Me sumí en pesarosa reflexión, repasando la caterva de personajes que han desfilado por el Valencia desde aquel verano de 2004. Daría para el reparto de una comedia, pero no del sutil Billy Wilder, sino algo grotesco, propio del humor grueso de Santiago Segura.
Imagino la escena. Luz tenue, casi penumbra. El antepalco de Mestalla recuerda al camarote de los hermanos Marx. Suavemente, la cámara escruta rostro a rostro. Un amostachado capitalista, espléndido él, ha montado una oficina permanente de atención al indemnizado. No da abasto.
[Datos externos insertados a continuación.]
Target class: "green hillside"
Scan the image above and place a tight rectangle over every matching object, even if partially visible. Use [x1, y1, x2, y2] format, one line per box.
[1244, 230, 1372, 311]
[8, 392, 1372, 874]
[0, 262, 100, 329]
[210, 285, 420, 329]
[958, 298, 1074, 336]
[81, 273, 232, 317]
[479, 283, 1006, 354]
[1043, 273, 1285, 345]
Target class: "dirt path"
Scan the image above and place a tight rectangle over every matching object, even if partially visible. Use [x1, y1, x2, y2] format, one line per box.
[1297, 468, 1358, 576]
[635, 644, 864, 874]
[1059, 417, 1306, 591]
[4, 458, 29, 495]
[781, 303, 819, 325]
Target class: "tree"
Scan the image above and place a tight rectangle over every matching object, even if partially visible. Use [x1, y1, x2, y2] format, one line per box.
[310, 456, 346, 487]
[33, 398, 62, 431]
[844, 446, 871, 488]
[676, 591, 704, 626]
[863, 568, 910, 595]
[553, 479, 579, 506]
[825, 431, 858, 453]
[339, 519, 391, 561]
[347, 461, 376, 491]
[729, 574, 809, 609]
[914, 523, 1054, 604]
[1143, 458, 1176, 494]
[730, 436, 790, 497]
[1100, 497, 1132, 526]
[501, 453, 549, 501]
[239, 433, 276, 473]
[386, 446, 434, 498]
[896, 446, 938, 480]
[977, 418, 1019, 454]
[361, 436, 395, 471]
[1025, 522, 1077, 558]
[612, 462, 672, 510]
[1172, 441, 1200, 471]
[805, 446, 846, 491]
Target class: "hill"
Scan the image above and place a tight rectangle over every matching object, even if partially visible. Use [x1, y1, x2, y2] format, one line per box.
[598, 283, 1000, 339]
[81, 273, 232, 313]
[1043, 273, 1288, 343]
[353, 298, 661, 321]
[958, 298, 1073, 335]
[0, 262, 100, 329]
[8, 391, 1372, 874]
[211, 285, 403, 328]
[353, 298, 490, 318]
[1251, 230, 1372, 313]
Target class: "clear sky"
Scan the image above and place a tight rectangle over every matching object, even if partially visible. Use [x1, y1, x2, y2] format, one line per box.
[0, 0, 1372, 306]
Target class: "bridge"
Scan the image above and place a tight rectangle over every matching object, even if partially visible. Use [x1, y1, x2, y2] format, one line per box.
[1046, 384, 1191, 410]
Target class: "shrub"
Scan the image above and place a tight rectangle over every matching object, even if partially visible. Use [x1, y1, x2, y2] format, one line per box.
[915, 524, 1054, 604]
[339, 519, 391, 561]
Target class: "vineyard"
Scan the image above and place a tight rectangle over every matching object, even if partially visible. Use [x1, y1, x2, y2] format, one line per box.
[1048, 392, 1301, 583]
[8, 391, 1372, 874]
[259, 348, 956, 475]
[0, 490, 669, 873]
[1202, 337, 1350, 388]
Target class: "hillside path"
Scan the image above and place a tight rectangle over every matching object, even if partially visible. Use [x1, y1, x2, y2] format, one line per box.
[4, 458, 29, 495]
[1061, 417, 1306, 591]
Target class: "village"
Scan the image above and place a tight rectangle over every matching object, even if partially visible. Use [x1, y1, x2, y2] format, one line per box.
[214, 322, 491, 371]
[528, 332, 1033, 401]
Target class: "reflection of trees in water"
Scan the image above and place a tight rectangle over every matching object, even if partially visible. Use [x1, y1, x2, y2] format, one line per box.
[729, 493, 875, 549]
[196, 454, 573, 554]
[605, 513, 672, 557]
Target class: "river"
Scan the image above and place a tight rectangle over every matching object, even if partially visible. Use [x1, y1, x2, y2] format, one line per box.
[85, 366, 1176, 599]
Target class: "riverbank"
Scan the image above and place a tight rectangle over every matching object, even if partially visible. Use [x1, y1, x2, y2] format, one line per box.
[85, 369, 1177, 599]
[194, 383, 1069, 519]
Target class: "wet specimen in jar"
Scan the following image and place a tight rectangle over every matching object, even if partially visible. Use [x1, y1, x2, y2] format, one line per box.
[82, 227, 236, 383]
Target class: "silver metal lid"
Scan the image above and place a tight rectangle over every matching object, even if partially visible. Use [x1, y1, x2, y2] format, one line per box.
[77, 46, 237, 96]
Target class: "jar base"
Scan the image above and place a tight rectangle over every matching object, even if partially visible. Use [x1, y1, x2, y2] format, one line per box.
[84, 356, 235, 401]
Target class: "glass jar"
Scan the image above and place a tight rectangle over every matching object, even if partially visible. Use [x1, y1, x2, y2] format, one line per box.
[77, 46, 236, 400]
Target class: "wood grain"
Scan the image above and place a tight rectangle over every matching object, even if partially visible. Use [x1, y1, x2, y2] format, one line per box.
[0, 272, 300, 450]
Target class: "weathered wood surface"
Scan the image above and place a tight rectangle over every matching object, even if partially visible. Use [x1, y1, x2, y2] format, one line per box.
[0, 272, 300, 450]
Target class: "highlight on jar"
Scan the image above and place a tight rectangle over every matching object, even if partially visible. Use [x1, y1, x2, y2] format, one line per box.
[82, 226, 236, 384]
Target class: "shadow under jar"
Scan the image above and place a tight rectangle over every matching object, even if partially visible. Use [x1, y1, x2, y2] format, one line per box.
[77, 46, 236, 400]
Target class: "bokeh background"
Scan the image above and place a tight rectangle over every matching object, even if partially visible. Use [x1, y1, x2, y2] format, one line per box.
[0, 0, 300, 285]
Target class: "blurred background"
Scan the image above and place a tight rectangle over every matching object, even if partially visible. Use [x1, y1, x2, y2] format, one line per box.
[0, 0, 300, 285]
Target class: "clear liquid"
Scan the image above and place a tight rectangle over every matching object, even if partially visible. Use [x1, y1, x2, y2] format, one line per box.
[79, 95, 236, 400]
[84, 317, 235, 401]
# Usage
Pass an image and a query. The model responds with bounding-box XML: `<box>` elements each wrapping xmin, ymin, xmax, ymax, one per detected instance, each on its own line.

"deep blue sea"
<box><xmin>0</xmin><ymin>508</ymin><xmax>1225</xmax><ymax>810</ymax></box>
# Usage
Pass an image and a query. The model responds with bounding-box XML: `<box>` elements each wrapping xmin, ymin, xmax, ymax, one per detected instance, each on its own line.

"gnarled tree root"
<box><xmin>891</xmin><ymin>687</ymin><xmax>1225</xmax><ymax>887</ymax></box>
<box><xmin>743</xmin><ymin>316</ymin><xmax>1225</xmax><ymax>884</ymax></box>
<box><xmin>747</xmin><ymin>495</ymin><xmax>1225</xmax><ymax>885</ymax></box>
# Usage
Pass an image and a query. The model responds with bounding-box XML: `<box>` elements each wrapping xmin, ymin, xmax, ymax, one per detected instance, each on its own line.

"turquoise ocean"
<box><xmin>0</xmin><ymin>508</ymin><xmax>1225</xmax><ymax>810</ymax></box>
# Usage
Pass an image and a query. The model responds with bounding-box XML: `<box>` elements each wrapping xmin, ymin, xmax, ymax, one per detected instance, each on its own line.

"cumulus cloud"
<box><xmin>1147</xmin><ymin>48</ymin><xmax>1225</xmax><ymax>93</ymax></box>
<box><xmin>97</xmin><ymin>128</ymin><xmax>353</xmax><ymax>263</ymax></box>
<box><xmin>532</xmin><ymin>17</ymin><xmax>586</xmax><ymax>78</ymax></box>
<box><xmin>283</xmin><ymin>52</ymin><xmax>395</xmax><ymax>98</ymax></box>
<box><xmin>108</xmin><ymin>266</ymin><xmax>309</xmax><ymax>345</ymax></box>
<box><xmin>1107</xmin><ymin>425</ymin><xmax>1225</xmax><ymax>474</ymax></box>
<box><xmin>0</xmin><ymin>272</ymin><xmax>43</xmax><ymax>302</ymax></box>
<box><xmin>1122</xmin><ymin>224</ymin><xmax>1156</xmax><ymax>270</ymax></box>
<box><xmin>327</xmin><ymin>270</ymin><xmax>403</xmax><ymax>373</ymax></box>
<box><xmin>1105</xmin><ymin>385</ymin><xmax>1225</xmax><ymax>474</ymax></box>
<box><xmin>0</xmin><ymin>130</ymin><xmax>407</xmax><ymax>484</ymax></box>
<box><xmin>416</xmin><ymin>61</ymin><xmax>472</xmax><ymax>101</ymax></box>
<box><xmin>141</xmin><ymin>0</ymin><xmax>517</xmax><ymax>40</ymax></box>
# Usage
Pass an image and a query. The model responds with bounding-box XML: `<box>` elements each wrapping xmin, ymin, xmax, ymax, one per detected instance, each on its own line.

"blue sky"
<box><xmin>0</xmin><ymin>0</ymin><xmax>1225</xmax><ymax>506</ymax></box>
Otro tipo de aspecto atildado dice no sé qué de la venta de unas parcelas y anuncia la visita de un prestidigitador argentino, ducho en la farsa del nada por aquí, nada por allá. Un alopécico encapuchado se suma al esperpento. Tras él irrumpe un orondo pelirrojo. Ojea su curioso manual, que versa sobre cómo convertir ídolos en barro. Responde al apodo de Tintín. Si Hergé levanta la cabeza, le mete una demanda. Hay otros muchos, a cada cual más hilarante.
En dos meses saldrán a la venta las acciones de la Fundación. Quien ame a esta sociedad deberá dar un paso al frente, hacer un esfuerzo para que la propiedad quede lo más atomizada posible. Mirar al pasado ayuda a encarrilar el futuro. El Valencia no puede ser nunca más el Vodevil Club de Fútbol.
(Artículo publicado en LAS PROVINCIAS el 28 de febrero de 2010)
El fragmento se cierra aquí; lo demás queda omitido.